Power Generation, CO2 emissions etc.

Abstract

Kuwait has a high demand for electricity towards indoor cooling and desalination of water, which it meets mainly through its fossil fuel reserves. The low energy tariffs and the carefree consumption have led to noticeably high per capita CO2 emissions, and it has faced around 2 degrees rise in temperatures over the decades. To meet its power requirements and combat emissions, investments towards the development of renewable sources of energy has taken the front seat, which require reliable forecasting techniques to lay the roadmap for future action.
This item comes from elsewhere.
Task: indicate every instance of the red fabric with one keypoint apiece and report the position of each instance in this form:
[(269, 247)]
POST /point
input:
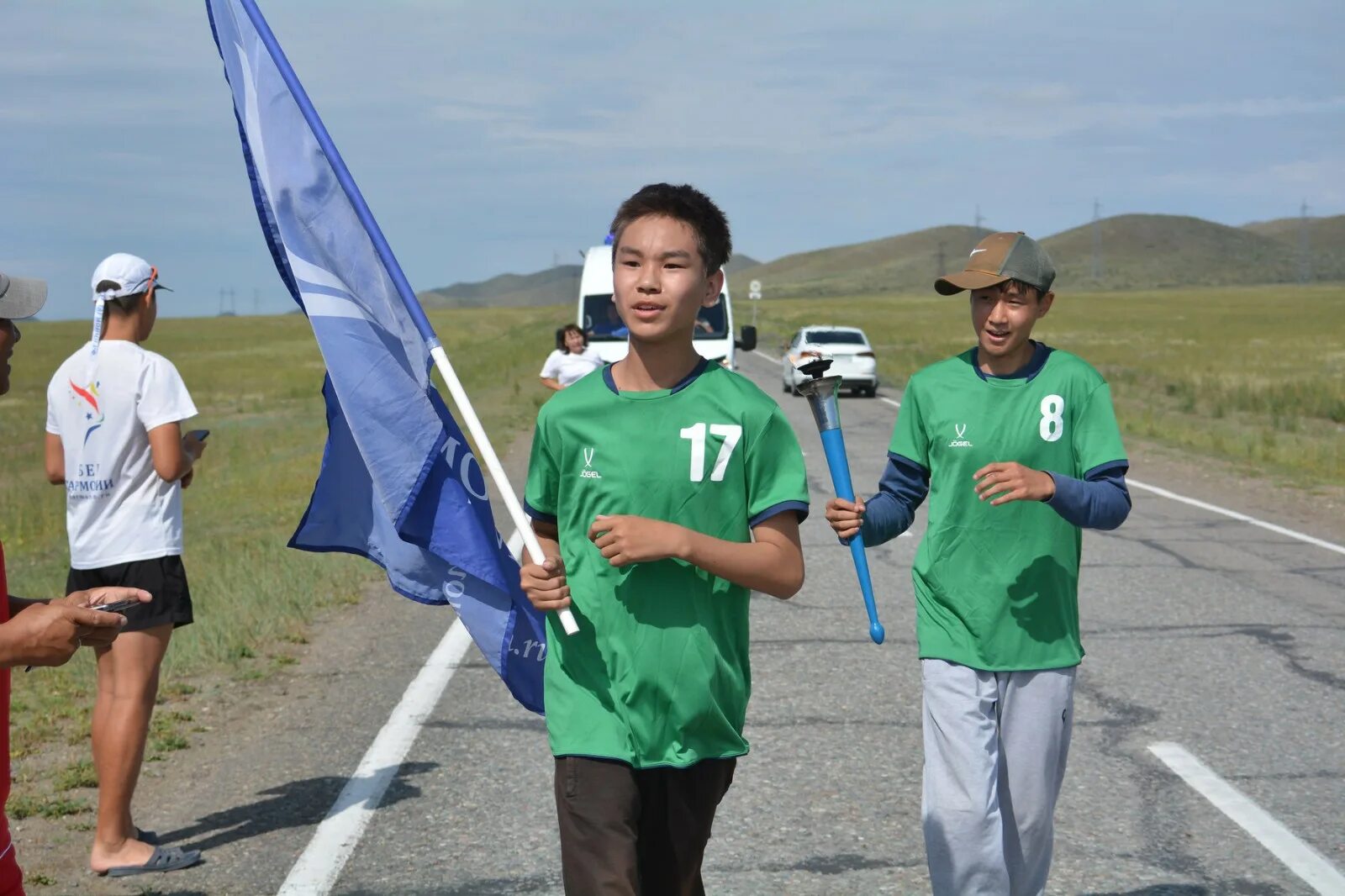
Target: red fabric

Though multiple sources are on offer in the energy market and for decades such a choice was absent, it is reasonable to go a step further to ensure that every household gets the optimum energy mix both in terms of minimal costs and minimal carbon emissions. Thus, power management units are incorporated on supply lines to dynamically manage the allocation of power from multiple sources when the supply and demand both are variable. This work discusses the popular algorithms associated with the forecasting and prediction of power generation in this field, and dynamic allocation of units to the consumers as the supply from these sources varies.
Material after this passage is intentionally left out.